Professor Mimi Zou, from the University of Exeter Law School, has been appointed to the Senior Data Governance Panel. The panel has been formed following a commitment by the Lord Chancellor, the Lord Chief Justice, and Senior President of the Tribunals to maximise the benefits in the use of data created in the justice system of England and Wales.
It is hoped collecting and publishing more data about court and tribunal cases can help boost transparency, innovation and access to justice.
Experts on the panel are tasked with advising and giving guidance on the access to and use of court and tribunals data, focussing on four main principles: open justice; independence of the judiciary; rule of law and maintaining public confidence in the justice system.
The panel is made up of senior officials from the HMCTS and the Ministry of Justice (MOJ), senior judges and independent experts.
The panel’s work will support data policy development and decisions relating to the creation and use of justice data, enabling the Judiciary, HMCTS, and MOJ to make the best possible use of such data to improve public services. It will support the development of data in the wider justice system, increasing transparency and encouraging innovation throughout government and beyond.
The panel includes experts in data science and research, innovation/law tech and data privacy.
Other independent panel members are: Dr Elizabeth Stanko; Steve Wood; Fraser Matcham; Quintus Travis; Dr Natalie Byrom; Fiona Rutherford and Professor Rebecca Williams (from 1 January 2024). The newly appointed panel members will meet for the first-time next month.
Professor Zou said: “I’m honoured to be selected for this panel and am excited to share my expertise to support innovation, transparency and better access to justice.”

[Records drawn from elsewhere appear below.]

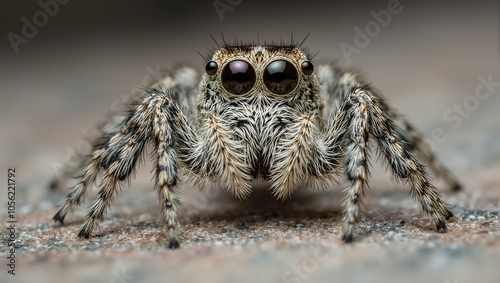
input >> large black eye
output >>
[264,60,299,94]
[221,60,256,94]
[205,61,217,76]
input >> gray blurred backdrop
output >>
[0,0,500,184]
[0,0,500,282]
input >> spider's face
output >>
[198,46,323,176]
[197,45,321,114]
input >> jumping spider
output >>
[53,41,460,248]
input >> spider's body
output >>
[54,42,458,247]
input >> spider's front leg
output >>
[54,90,196,248]
[342,86,453,242]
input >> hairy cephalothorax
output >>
[53,41,460,248]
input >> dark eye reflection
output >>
[221,60,256,94]
[264,60,298,94]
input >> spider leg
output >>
[76,93,159,238]
[350,87,453,237]
[319,66,453,242]
[318,65,461,191]
[390,115,462,192]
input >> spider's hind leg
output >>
[389,112,462,192]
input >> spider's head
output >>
[200,42,322,113]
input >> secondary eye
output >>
[264,60,299,94]
[221,60,256,94]
[205,61,218,76]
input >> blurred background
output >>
[0,0,500,282]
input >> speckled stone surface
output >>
[0,168,500,282]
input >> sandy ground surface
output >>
[0,1,500,283]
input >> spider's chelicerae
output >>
[53,41,460,248]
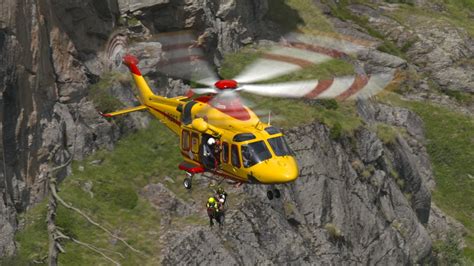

Professor Zou researches the use of new and emerging technologies in the legal sector, as well as the legal, regulatory and ethical implications of such technologies on society, science and engineering. Her work has previously included leading a major academic-industry feasibility study and proof-of-concept of a tech-enabled platform to help SMEs resolve debt disputes quickly and cheaply. She also co-founded the University of Oxford’s Deep Tech Dispute Resolution Lab.